Le capitaine Rostin écrit à son oncle, le commandant François Meurs, chef de bataillon à la retraite demeurant à Nice :

Quelle bataille ! Quelles choses atténuées sont, par comparaison, tous les combats antérieurs. C'est épique, c'est fou. Notre régiment a vu tomber son colonel et d'autres officiers et tant de poilus, mais il est à l'honneur et à la gloire. Il faut avoir vécu ces jours et ces nuits tragiques pour comprendre, pour croire. Je crois avoir rêvé un cauchemar de dément. Je me tâte, je compte mes os et je suis ébahi du miracle. Je n'ai rien fait de plus que les autres, mais j'ai beaucoup vu et beaucoup observé.
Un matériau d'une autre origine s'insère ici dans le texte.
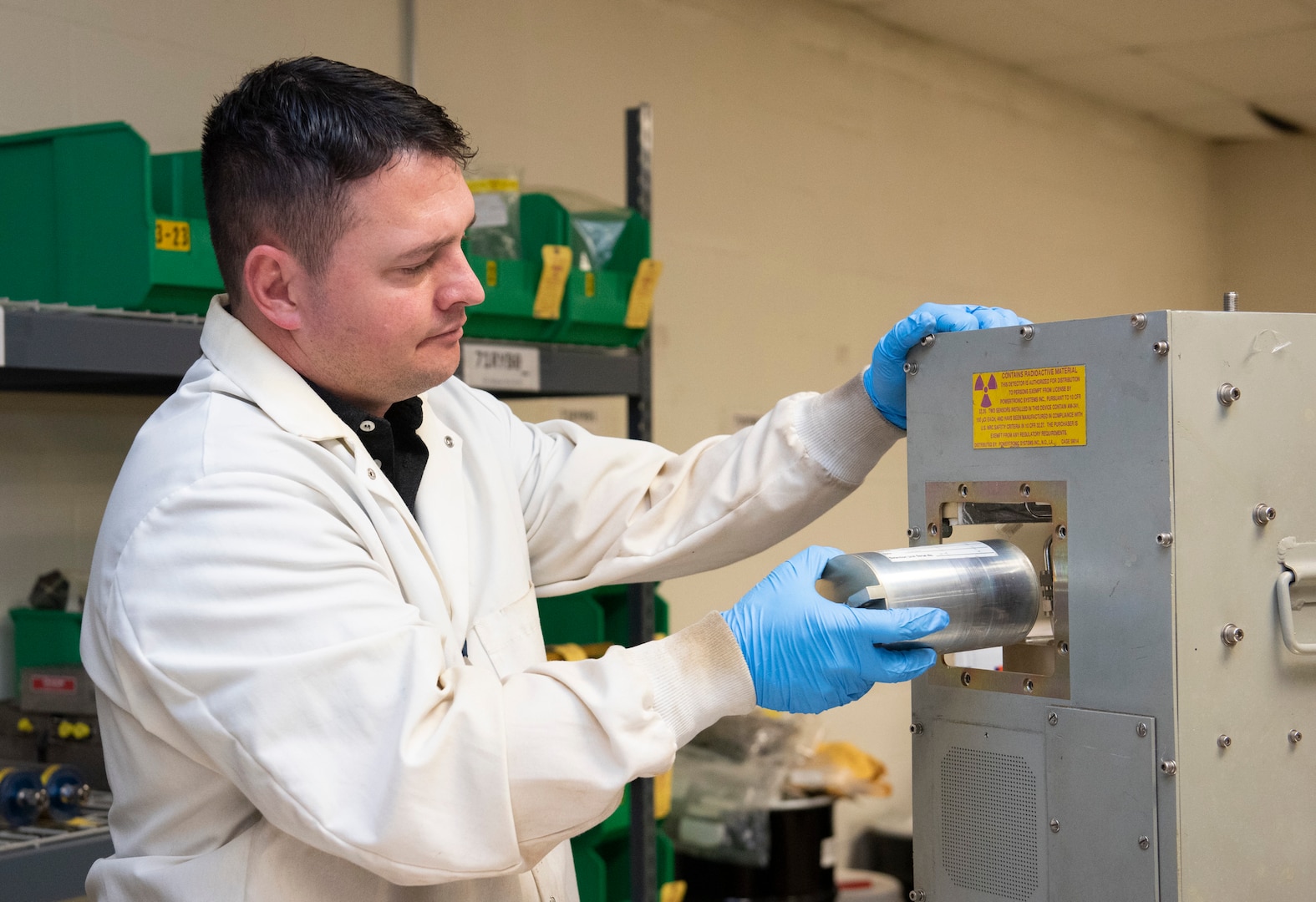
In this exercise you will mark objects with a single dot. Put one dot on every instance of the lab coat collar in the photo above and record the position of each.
(265, 378)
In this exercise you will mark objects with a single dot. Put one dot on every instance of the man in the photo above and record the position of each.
(312, 615)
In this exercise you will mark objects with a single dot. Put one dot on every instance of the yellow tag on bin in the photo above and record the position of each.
(173, 236)
(641, 304)
(553, 281)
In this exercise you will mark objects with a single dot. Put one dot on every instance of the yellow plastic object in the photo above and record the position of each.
(663, 796)
(641, 304)
(73, 730)
(553, 281)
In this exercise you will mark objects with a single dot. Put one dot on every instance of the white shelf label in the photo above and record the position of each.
(931, 551)
(500, 367)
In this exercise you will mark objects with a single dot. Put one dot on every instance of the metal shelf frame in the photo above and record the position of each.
(46, 347)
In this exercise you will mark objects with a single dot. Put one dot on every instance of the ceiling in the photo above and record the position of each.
(1204, 66)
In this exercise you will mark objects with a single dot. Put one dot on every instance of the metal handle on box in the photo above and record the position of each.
(1283, 601)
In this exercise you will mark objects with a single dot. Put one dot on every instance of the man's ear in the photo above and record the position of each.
(272, 279)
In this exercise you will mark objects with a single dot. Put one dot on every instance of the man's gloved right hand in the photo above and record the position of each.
(807, 654)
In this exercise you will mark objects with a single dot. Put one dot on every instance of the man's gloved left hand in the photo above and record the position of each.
(885, 379)
(807, 654)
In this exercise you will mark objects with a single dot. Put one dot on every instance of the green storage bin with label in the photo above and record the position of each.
(604, 304)
(89, 217)
(511, 284)
(45, 638)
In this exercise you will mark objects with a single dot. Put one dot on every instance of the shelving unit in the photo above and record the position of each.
(49, 347)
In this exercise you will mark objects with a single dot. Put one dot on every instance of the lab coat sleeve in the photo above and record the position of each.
(253, 627)
(602, 510)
J'ai hâte de vous envoyer mon dernier carnet dont les pages les plus récentes ont été écrites dans cet élan colossal du Mort-Homme et de 304. Quelles visions ! Quels chaos ! Ma chère compagnie a été superbe d'entrain et de mordant. Elle a tué beaucoup de Boches et elle a subi peu de pertes, par comparaison toujours. Je remercie le ciel, non pas de m'avoir épargné, - je suis peu de chose - mais d'avoir protégé mes adorables poilus.
"
 

Dans cette lettre, le capitaine Rostin fait référence à colonel Garnier Sous-lieutenant André (8e Cie), au sous-lieutenant Joseph (officier-adjoint au colonel) tués le 21 mai, au capitaine ROUX et au sous-lieutenant Pozzo di Borgo, tués le 23 mai 1916.